23.3.05

Cinco dias, cinco poemas de Adrienne Rich, em tradução inédita de Margarida Vale de Gato.

Terceiro Dia.

A FENOMENOLOGIA DA IRA

3. Plano coração da terra do Inverno.
Os homens lunares voltaram da lua
os homens contra o fogo saíram das chamas.
Tempo sem paladar: tempo sem decisões.

Ódio de si, monocórdio da mente.
A vacuidade de uma vida vivida em exílio
Mesmo nos países quentes.
Cleaver, fixando uma janela cheia de facas.

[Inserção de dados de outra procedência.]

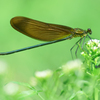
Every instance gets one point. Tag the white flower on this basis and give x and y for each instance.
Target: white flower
(3, 66)
(11, 88)
(43, 74)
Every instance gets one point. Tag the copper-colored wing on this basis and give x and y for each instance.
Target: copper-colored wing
(40, 30)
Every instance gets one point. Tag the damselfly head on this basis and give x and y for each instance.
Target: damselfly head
(89, 31)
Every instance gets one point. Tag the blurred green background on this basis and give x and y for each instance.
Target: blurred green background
(74, 13)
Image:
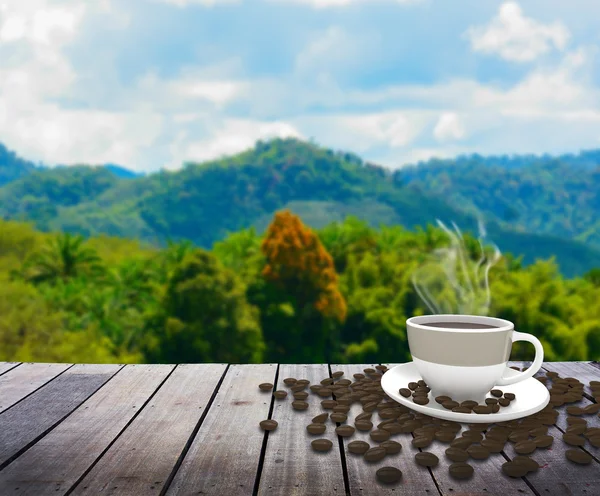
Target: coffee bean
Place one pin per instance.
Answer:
(513, 469)
(460, 470)
(543, 441)
(449, 405)
(315, 428)
(492, 445)
(321, 444)
(474, 436)
(391, 447)
(345, 430)
(478, 452)
(422, 441)
(578, 456)
(388, 475)
(457, 455)
(529, 463)
(321, 418)
(363, 425)
(525, 447)
(379, 435)
(358, 447)
(338, 417)
(539, 431)
(573, 440)
(375, 454)
(268, 425)
(426, 459)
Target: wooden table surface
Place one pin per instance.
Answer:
(194, 429)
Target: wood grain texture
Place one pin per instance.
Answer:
(74, 445)
(143, 456)
(415, 480)
(33, 417)
(487, 479)
(585, 372)
(223, 457)
(6, 366)
(291, 467)
(21, 381)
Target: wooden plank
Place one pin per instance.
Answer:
(224, 455)
(55, 462)
(162, 429)
(290, 464)
(558, 476)
(6, 366)
(24, 380)
(32, 418)
(361, 475)
(487, 478)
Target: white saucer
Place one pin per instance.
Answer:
(531, 397)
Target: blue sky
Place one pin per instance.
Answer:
(152, 83)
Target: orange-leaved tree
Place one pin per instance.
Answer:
(304, 285)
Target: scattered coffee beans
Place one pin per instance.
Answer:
(358, 447)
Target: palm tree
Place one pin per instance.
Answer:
(63, 257)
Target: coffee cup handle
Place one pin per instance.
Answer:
(535, 366)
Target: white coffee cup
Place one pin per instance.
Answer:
(465, 356)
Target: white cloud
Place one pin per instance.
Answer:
(449, 127)
(515, 37)
(204, 3)
(321, 4)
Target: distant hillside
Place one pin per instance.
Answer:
(205, 202)
(545, 195)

3. Flat heartland of winter.
The moonmen come back from the moon
the firemen come out of the fire.
time without a taste: time without decisions

Self-hatred, a monotone in the mind.
The shallowness of a life lived in exile
even in the hot countries.
Cleaver, staring into a window full of knives.


NOTAS:
toda a tradução está quinada por aquilo a que João Luís Barreto Guimarães chamaria uma perniciosa tentação didáctica: o poema traduzido explica mais. "Heartland", no cenário bélico que se começará a desenhar na estrofe seguinte, pode ser apenas uma zona estratégica; cedi à tentação de poetizar, mas porque o poema mo permitia e porque penso estar de acordo com uma clara herança imagista na poesia de Rich. Também esta herança pode escudar a opção por "homens da lua" e "homens contra o fogo" para os adjectivos que referencialmente seriam apenas "astronautas" e "bombeiros"; mas neste poema é importante eles serem "homens". "Paladar" em vez de "gosto" também é, concedo, um pouco pedagógico, e "monocórdio" é sem dúvida mais explicativo do que "monotone", mas acontece que em inglês este substantivo tem como primeiro sentido um único tom musical (por oposição a "polyphony"). Pareceu-me que em "monotonia" talvez nem todos lessem esse sentido, embora não goste muito da rima interna criada entre ódio e monocórdio.
"Cleaver", no último verso, alude a Eldridge Cleaver (1935-1998), líder dos Panteras Negras, a que pertenceu Rich. À data deste poema, Cleaver provocara uma dissenção no seio do partido ao continuar a advogar o combate pela violência.